A couple of posts on this topic have caught my eye recently (here is another). In various ways they ask the same question - “outside of the AI labs, what is the role of a data scientist in a gen AI project?”
A comforting view (which both of these posts endorse) is that data scientists possess a valuable skillset and are every bit as essential in the process of stitching together systems around off-the-shelf foundation models as they were for more “traditional” modeling endeavors. For reasons of self-interest I’d like to believe this story is true, but something about it strikes me as suspiciously tidy. I can’t shake the feeling that the argument behind this story begins with the assumption that all these data scientist roles can’t simply disappear, so of course they’re going to stick around and morph into playing an integral part of the AI projects of the future - but of course, there’s no such guarantee.
The core of the argument seems to be that because certain concepts with which data scientists are familiar (like train/validate/test splits) can be kinda-sorta mapped to AI workflows if you try hard enough (few-shot examples/optimize/evaluate), we can put eval/optimization work into the same bucket as model fitting and therefore claim it for the data scientists. This is pretty obviously a stretch - I could just as easily argue that there’s a great deal of overlap between traditional product owner responsibilities and AI product evals, so actually LLM optimization is properly the domain of the product owners.

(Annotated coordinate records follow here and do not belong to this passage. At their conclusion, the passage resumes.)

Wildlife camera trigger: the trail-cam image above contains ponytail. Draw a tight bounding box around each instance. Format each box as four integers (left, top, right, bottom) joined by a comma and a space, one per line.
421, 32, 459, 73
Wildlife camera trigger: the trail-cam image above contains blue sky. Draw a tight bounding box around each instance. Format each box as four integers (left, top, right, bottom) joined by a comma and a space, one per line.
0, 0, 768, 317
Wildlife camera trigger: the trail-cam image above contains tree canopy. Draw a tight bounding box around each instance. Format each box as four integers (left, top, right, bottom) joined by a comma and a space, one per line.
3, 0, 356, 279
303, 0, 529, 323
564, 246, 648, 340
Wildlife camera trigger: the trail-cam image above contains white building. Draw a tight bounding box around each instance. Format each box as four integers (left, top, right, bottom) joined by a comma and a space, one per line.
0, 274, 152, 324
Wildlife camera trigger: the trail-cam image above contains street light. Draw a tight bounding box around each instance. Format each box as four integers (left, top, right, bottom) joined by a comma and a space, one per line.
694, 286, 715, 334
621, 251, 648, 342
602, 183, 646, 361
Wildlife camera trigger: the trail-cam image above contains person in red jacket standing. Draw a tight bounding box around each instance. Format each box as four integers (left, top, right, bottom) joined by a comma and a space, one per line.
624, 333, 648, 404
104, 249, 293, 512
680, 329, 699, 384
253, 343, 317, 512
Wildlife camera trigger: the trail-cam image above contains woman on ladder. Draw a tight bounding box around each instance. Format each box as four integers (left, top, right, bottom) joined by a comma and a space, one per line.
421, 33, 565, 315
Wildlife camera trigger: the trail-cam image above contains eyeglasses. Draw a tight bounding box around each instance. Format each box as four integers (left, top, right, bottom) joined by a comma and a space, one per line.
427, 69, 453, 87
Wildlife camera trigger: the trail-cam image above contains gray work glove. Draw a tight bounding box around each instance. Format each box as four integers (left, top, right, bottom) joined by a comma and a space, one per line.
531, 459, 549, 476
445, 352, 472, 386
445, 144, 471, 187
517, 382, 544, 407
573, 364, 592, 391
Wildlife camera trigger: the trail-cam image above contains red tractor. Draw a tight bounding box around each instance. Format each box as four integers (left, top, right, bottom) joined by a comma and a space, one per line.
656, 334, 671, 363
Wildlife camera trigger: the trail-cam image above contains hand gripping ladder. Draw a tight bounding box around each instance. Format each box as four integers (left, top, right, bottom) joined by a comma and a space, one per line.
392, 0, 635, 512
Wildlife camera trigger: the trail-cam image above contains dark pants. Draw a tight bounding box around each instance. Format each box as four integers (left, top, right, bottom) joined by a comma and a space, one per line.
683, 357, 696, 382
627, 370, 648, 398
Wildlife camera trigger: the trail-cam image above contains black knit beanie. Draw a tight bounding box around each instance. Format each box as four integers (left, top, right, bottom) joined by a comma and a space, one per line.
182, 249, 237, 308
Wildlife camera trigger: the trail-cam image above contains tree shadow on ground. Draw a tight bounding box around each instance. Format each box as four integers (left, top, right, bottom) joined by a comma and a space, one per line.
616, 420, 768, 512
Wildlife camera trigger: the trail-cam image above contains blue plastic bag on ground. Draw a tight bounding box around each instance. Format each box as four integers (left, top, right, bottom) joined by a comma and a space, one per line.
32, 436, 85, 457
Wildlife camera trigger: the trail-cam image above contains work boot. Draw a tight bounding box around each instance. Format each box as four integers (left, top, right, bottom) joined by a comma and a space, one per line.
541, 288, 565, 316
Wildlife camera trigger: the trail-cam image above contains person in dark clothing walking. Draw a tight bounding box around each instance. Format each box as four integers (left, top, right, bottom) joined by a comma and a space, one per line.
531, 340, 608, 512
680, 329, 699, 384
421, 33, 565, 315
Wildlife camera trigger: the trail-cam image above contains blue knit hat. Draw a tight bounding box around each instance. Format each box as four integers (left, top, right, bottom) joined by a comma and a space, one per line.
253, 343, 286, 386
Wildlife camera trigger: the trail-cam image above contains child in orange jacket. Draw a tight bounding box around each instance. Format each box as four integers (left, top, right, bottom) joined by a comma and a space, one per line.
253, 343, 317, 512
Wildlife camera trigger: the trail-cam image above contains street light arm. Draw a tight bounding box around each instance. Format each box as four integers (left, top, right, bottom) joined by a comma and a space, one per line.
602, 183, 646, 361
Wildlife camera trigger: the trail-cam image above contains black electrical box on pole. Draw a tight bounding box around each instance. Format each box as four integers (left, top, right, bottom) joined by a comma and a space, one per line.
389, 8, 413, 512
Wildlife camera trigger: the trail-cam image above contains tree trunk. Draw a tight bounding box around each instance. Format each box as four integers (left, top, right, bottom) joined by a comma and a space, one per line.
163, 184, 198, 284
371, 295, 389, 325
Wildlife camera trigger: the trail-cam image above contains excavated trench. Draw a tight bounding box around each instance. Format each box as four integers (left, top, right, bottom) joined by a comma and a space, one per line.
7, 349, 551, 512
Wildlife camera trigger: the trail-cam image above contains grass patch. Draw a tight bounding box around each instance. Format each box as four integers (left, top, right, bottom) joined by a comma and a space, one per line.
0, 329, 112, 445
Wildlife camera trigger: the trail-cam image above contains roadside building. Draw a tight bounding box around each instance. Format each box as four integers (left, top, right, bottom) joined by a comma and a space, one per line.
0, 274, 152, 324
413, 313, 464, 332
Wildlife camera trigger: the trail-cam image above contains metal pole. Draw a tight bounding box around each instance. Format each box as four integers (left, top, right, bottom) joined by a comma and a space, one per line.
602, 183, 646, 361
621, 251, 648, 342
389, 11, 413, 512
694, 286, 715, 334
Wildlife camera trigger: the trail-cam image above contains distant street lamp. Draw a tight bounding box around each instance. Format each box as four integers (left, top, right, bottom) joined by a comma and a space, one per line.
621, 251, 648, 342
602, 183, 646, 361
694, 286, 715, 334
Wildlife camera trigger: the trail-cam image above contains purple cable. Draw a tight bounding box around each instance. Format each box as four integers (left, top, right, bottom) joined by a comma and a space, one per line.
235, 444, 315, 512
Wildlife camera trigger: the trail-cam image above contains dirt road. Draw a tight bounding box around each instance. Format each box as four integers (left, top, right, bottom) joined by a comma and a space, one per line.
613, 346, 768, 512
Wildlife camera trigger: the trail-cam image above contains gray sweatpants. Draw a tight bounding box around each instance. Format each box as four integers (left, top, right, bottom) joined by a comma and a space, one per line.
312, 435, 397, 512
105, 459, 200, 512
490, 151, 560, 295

A secondary argument is that a data scientist possesses experience and perspective that will better position them to think about LLM evaluations (“A data scientist would reduce complexity, make each metric actionable, and tie it to a business outcome.”) Perhaps. But the most one can conclude from this is that data scientists are probably pretty well positioned to make the transition into whatever specialist role ultimately crystalizes here (if such specialties do emerge in addition to or in place of a full-stack AI engineer archetype - not a foregone conclusion), not that the data scientist qua data scientist is essential.
If you’re a data scientist who’s anxious about what happens to all those jobs involved with the model development process when a sizable portion of them are replaced with off-the-shelf models, thinking about how some of your skills map to that new world is a useful exercise. But be careful that you don’t turn into a pollyanna in the process and convince yourself that your role will transfer over wholesale, sparing you the need to invest substantial effort into the transition - doing so vastly overstates your relative advantage and will leave you poorly positioned against the competition.